My plan before I decided to focus on V-Sekai was to evaluate performance on https://huggingface.co/TheBloke/Nous-Hermes-2-SOLAR-10.7B-GGUF

aiaimimi0920 commented 10 months ago

I haven't tested this model yet (https://huggingface.co/TheBloke/Nous-Hermes-2-SOLAR-10.7B-GGUF), it seems to be a new one,

You can try running this model using llama.cpp, Llama.cpp is easy to deploy and run

I believe the key reference criteria for using this model are:

  1. Machine configurations that most players can have
  2. Reasonable response time
  3. A reasonable AI response

I am happy to help you complete this project, as it is also what I need

fire commented 10 months ago

https://github.com/ggerganov/llama.cpp/blob/master/grammars/README.md can be used to expose json grammar so like create an animation tree for an npc travel commands

fire commented 10 months ago

With sufficiently long context like with RWKV, one can also use https://github.com/lucidrains/meshgpt-pytorch to generate godot engine resources and like packed scenes.

Combining mesh generation with gbnf it may even be always valid.

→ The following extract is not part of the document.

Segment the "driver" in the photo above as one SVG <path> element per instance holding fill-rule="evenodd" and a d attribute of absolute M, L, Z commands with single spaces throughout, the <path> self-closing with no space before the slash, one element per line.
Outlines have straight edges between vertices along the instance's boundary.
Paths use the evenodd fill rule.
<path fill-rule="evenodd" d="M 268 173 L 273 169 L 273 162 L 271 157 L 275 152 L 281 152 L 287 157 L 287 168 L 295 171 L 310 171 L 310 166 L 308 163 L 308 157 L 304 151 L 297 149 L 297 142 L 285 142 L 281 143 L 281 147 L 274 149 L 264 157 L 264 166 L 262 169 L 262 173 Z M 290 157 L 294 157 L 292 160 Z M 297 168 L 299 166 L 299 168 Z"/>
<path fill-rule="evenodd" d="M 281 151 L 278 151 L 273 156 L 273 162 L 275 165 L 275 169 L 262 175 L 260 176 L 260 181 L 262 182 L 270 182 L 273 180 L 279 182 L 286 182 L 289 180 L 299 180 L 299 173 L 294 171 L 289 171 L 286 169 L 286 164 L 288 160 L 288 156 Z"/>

aiaimimi0920 commented 10 months ago

How about it? Do you have performance test reports or anything like that

I have roughly completed the compilation steps for tts (https://github.com/huakunyang/SummerTTS/issues/35),

and I should be able to help you soon

fire commented 10 months ago

I tried using the solar model in lm studio and it was impressive until the context size was exceeded and it stopped working. I believe that is normal. There are evaluation metric charts in the hugging face but its not the same as using it. When gpu offloaded the performance had a instant feeling in lm studio which also uses llama.cpp. I believe rwkv is a llama.cpp fork for unlimited context

aiaimimi0920 commented 10 months ago

Amazing, I will also test it. If possible, let's bring it to Godot

fire commented 10 months ago

I think the most interest use case is generating Godot Engine Resource ".tres" directly.

The tscn example doesn't work well, but the json one works.

  1. https://github.com/V-Sekai-fire/meshgpt-dataset-01
fire commented 10 months ago

Here's a photo.

image

MichaelrMentele commented 9 months ago

So, is the current approach still to run this against a remote/hosted model? I was really interested in running models locally, sure they may be big and slowish at the moment but they will get smaller over time! Also curious -- does this not overlap with V-Sekai/iree.gd ?

fire commented 9 months ago

It does overlap. Iree.gd is functional, this isn’t.

fire commented 9 months ago

I'll probably archive godot-llama if there's no work done on it in the next weeks.

fire commented 4 months ago

I revived godot-llama because of exceptional performance from PHI-3. https://huggingface.co/bartowski/Phi-3-medium-128k-instruct-GGUF

fire commented 4 months ago

Updated the llama-cpp library but ran out of time to update godot-llama. Looking for help.